Your visitor is quite stunning, but I couldn't help but notice he looks quite fluffed. 
Could you check the inside of his mouth. It should be nice & pink & free of any obstruction. If there is any 'yellowish, cottage cheese' looking matter please let us know. He could have canker, a common pigeon illness that is treatable.

What do his droppings look like? 
I would definitely 'ditto' the heating pad suggestion & place him in a dark, warm, quite area. 

Please keep us posted.

Cindy


----------



## jnaviles (Mar 17, 2005)

hi i just checked his mouth and its nice and pink.
i don't have a heat pad but my apt. is nice and warm. his dropping are white and green and a little watery.
what kind of bird is it, anyone knows.


----------



## Birdmom4ever (Jan 14, 2003)

I don't recognize the breed, but there are hundreds and he may be one with which I'm unfamiliar. Definitely a show type pigeon, with his little crest and pretty splash markings. 

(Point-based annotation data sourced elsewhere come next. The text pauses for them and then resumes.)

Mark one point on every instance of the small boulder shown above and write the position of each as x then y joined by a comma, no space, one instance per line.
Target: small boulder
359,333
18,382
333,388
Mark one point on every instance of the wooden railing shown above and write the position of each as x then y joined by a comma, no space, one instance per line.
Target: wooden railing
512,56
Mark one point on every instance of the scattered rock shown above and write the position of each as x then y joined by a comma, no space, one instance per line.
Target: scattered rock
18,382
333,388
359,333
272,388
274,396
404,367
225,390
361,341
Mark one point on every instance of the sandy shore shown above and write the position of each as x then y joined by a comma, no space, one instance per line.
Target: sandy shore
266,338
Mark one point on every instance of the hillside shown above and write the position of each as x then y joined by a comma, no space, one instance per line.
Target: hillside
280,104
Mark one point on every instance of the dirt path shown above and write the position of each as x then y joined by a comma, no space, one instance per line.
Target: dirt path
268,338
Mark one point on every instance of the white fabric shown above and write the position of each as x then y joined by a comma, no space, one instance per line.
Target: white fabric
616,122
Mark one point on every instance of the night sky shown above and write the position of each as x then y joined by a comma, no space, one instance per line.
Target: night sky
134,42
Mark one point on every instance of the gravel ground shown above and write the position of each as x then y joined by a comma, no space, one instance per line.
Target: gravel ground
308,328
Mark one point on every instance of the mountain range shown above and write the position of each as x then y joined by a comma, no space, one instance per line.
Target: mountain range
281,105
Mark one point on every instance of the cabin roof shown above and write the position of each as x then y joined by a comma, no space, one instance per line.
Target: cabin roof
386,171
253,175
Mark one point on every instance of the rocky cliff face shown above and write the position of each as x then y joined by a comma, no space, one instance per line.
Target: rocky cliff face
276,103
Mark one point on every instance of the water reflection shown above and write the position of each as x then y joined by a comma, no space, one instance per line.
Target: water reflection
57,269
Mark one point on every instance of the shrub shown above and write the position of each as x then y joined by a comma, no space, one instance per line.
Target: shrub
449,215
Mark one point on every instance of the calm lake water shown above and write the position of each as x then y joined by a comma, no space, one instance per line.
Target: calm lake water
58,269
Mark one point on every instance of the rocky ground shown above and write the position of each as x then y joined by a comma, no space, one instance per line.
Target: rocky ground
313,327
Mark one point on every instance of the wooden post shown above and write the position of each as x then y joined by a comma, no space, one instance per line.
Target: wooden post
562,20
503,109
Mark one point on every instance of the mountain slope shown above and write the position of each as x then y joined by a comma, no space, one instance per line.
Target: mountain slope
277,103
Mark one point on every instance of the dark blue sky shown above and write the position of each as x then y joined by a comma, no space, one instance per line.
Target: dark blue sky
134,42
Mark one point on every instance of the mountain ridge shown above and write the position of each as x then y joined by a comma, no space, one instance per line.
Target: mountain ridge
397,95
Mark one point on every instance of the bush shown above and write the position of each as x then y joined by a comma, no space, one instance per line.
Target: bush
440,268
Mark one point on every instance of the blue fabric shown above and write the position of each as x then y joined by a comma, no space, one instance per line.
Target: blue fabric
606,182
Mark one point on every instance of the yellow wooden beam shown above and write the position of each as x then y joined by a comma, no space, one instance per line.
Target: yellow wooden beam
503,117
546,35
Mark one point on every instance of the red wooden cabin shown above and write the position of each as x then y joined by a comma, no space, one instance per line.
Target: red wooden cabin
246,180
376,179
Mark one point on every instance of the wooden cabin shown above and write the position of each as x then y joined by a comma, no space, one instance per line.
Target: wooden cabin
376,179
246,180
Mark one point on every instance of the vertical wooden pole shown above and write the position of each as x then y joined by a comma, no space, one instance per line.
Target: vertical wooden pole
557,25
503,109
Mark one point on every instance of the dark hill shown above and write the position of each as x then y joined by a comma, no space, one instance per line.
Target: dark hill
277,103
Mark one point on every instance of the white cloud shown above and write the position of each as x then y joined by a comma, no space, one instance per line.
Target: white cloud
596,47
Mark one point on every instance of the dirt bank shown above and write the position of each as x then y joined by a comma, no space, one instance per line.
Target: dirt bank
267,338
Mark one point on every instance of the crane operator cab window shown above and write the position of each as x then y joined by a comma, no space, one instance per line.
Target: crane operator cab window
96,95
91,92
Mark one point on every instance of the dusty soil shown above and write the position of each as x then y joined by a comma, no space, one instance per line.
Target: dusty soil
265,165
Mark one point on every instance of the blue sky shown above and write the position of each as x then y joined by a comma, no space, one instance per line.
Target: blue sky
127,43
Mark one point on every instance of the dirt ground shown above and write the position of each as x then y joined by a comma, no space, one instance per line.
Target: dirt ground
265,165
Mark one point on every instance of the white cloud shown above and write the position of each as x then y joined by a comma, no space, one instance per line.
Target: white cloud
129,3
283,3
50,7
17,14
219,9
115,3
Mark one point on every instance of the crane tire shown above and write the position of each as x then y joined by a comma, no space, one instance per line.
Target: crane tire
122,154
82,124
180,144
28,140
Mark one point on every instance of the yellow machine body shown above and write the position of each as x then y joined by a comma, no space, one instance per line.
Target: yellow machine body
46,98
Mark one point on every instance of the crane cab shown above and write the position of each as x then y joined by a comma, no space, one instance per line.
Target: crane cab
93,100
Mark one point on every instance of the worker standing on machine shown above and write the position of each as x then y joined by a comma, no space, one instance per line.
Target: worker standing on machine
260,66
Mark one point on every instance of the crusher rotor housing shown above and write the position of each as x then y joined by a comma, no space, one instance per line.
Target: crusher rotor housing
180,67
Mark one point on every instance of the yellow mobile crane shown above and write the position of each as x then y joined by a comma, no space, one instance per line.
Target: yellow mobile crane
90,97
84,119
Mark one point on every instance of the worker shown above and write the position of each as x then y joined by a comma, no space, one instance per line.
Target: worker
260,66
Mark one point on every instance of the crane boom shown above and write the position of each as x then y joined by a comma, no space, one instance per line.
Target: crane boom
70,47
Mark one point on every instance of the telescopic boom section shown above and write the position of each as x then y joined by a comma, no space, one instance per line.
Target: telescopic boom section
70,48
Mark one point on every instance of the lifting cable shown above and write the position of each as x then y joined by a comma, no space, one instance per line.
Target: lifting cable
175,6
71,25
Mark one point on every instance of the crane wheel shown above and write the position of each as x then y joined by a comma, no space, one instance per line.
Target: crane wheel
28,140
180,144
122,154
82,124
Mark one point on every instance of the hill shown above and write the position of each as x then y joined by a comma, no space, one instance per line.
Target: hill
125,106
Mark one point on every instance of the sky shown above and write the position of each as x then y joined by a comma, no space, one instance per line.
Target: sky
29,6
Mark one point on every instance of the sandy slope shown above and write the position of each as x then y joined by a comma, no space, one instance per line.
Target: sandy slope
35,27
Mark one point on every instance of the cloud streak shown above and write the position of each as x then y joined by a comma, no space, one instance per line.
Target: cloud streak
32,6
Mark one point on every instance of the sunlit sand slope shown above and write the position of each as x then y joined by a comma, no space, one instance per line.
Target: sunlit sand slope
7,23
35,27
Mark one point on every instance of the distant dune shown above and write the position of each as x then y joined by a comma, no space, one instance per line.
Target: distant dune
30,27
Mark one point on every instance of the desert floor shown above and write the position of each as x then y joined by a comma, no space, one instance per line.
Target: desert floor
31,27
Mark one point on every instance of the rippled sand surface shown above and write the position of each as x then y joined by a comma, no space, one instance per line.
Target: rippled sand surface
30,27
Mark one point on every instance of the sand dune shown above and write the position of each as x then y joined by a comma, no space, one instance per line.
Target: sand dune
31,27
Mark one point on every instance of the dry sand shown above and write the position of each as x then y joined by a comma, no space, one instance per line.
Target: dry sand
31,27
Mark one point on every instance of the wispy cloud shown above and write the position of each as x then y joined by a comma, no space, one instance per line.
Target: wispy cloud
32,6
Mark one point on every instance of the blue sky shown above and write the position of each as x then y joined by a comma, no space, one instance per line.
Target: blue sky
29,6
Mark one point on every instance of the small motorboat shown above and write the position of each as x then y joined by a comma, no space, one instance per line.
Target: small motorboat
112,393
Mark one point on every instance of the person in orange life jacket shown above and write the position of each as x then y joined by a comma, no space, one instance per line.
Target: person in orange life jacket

He does look stressed in the photos. Is he eating and drinking? Watery green droppings can mean the bird hasn't had anything to eat in several days. Did you check your local phone book for "Lucky Larry Loft"? A show type breed like that wouldn't fly too far, I shouldn't think. The 99 on his band is the year he was hatched, so he's 6 years old. BTW, are you in the U.K. by any chance? I noticed you used the word "ring" rather than "band."


----------



## jnaviles (Mar 17, 2005)

i have no idea if its a ring or a band. i no nothing of pigeons. i found this site thru interent search. i put water and he drank some. tommorrow i will buy food. any suggestions. i am in nyc. i am hoping to find the owner cuz i know nothing on maintaing a pigeon.


----------



## jnaviles (Mar 17, 2005)

Any suggestion on how to take care of the pigeon


----------



## feralpigeon (Feb 14, 2005)

jnaviles said:


> i put water and he drank some. tommorrow i will buy food. any suggestions. i am in nyc. i am hoping to find the owner cuz i know nothing on maintaing a pigeon.


Hi there,
I noticed that you are only offering water right now, until you get food tomorrow. Maybe you have some bread,peas, popcorn or something of the like that you could offer until you are able to get to the pet store? Just to tide him over. He/she is really a pretty one. Thanks for taking the time to help.
fp


----------



## jnaviles (Mar 17, 2005)

I put bread an it doesn't seem interested. i don't have anything else 4 now. Any suggestions on wat to buy at the pet store tommorrow. I looked at the yellow pages and there is no listing for lucky larry loft or LRWG


----------



## Birdmom4ever (Jan 14, 2003)

Dove mix from the pet store is fine for now, or wild bird seed from the supermarket. I think the dove mix is a little higher in protein and would be better. It's good he's drinking--water is the first thing a lost pigeon needs.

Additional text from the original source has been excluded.